News

Intersex and Trans Reporting Has to Change. Now.

by Kat Haché

In a November 13th Facebook post, Taylor Lianne Chandler, a woman claiming to be in a relationship with Michael Phelps, came out as intersex. Chandler expressed frustration and fear about revealing her past, saying that she never felt obligated to disclose any part of her past, and that “I didn’t tell him about my past until threat of the media exposing me forced me too (sic).”

Her fear, if the situation she describes is true, is certainly understandable, as illustrated by the horrific coverage of her announcement. On Facebook, when the story was trending, it was summarized as “Olympian’s girlfriend reveals she was born a man, underwent corrective surgery,” when in the post itself she explicitly states that she “was never a man, never lived as a man.” This discouraging miscategorization was how many people were exposed to the story, and this willful disregard of her identity is yet another example of media outlets using transphobic sentiments to drive traffic.

Chandler does not identify as transgender, and intersex individuals are not the same as transgender individuals. Nevertheless, both communities face similar struggles due to prejudice against their perceived deviation from prescribed gender or sexual norms. Chandler’s example in particular illustrates the frustrating unwillingness of our society to allow transgender and intersex individuals to define themselves on their terms. This not only causes them emotional distress, but it also reinforces toxic notions about intersex and trans individuals that have deplorable ramifications.

As many noted, the fact that the story broke on the Transgender Day of Remembrance was a cruel irony. On a day meant to commemorate those killed due to transphobic sentiment and dehumanization, international news media sent a message that transphobia was not only acceptable, it was the natural reaction to someone having the courage to reveal an intimate detail of their life, a detail to which they had no rights to know in the first place. Let’s be clear: women are killed for revealing aspects of their lives like this, and media outlets that report on women doing so with the insinuation that being trans or intersex is “a man’s worst nightmare” are complicit.

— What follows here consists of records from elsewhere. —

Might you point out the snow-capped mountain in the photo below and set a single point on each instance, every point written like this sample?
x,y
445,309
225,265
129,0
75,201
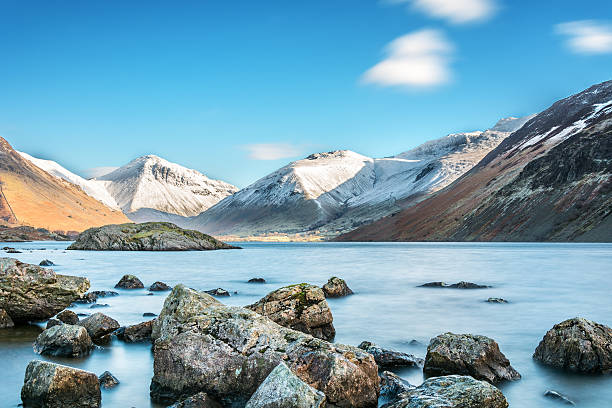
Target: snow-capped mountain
x,y
150,182
334,192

If a man’s worst nightmare is that his partner’s birth body or identity somehow differs from his expectations, that is his problem. It’s a problem I have little sympathy for when, as a transgender woman, my worst nightmare is being brutally murdered by someone, perhaps even a stranger, who learns of my transgender status and enacts a hate crime. For being open about my trans status, I’ve been harassed, stalked, and slurred for two years now. If masculinity is such a fragile institution that any ambiguity or variance in gender or sex leads to violent rage, unwillingness to understand, and an inability to cope, then the problem, the “scandal,” is not said variance, but the rigid ideology of that toxic masculinity.

We have to get past the idea that biology determines an individual’s identity. We have to realize that said biology is more complex than two boxes in which we can safely file the entire spectrum of humanity so that we don’t have to acknowledge its diversity. This ideology not only denies trans and intersex people the agency to determine their own identities, but also causes real physical harm. Transgender people are murdered at a staggering rate, and as much as people handwring about trans people “mutilating themselves” by pursuing surgery to feel more comfortable with their bodies, there is a long legacy of actual, non-consensual mutilation of intersex infants intended to force them to submit to our normative notions of gender and sex as an absolute binary rather than allow them to determine their own identities and adapt our notions to the natural variance that occurs within the human condition.

The Intersex Society of North America defines Intersex as the following:

"Intersex" is a general term used for a variety of conditions in which a person is born with a reproductive or sexual anatomy that doesn't seem to fit the typical definitions of female or male. For example, a person might be born appearing to be female on the outside, but having mostly male-typical anatomy on the inside. Or a person may be born with genitals that seem to be in-between the usual male and female types--for example, a girl may be born with a noticeably large clitoris, or lacking a vaginal opening, or a boy may be born with a notably small penis, or with a scrotum that is divided so that it has formed more like labia. Or a person may be born with mosaic genetics, so that some of her cells have XX chromosomes and some of them have XY.

This isn't difficult. We shouldn't be having these problems. For some reason, our society can cope with other forms of physical variance, but when it comes to genital or sexual ambiguity, we are unwilling to engage it as legitimate or to even acknowledge that it exists, reflexively reacting with simplistic, reductive miscategorizations that erase the lived reality of other human beings. When transgender or intersex individuals make their status public, our reaction as a society should be to understand their struggles, not to slur them or to call their existence a "scandal."

This goes double as far as media is concerned. The mass media that we consume in our society helps structure our understanding of the world, and as such, media outlets have an obligation to the public interest. It is myopic and downright irresponsible to stigmatize the existence of individuals in a marginalized group for the sole reason of getting page views, and it was absolutely tone-deaf for the media to do so on a day dedicated to those killed by that stigma.

We can do better than this. Trans and intersex people are making themselves heard more than ever on social media platforms, blogs, and even in mainstream media. It's time to listen to them and stop making these kinds of sloppy, reckless mistakes in reporting on transgender and intersex individuals, because if anything is scandalous, it's that these mistakes keep happening.